Jules put her head in her hands.

‘I know it’s stupid, but I just can’t do it.’

‘There are only five in the class,’ Carrie said. ‘Three other people and us. It’s a beginner’s class and none of us have any experience at all, except for you.’

‘Not for a long time. Anyway, how do you know this?’

‘Because I knew you felt anxious about it, so I rang Lance and asked him.’

Jules groaned.

‘Oh my God! Did you tell him that?’

‘No, of course not.

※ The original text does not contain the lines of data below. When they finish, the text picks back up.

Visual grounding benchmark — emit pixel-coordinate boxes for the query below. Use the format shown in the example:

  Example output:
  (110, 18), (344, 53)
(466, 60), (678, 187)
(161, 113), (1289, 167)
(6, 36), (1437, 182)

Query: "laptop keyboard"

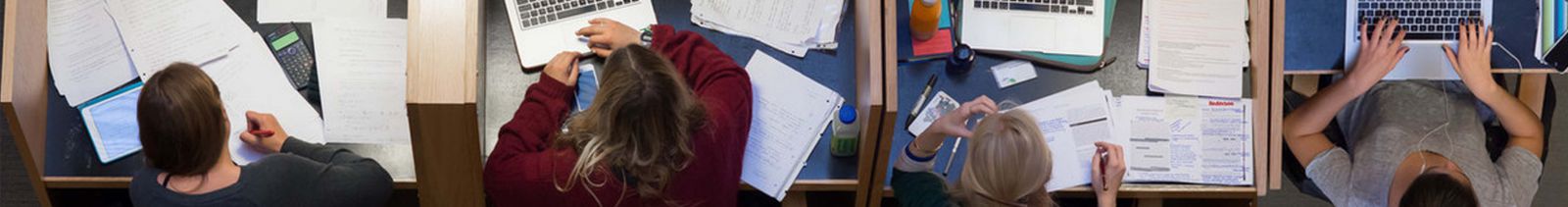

He probably thought that it was me who was worried. He sounded as if he was used to people getting cold feet at the last minute. He said most people feel a bit intimidated because we all want to be good at something instantly. We don’t want to fail.’

‘I want to be good at relationships, but I fail all the time.’

‘That’s actually not true. Usually, you’re the one to end them. This time your pride is hurt as well as everything else.’

‘That’s a bit harsh.’

‘Sometimes,’ Carrie said, ‘you have to be cruel to be kind.’

She took Jules firmly by the elbow.

‘Come on, let’s get you dressed and go and play with some clay.’

Jules’ legs were shaking as she walked under the archway to the pottery. They were late and were going to have to walk into a room full of other people who would turn and stare. Even worse, Lance was standing and waiting for them outside the tearoom.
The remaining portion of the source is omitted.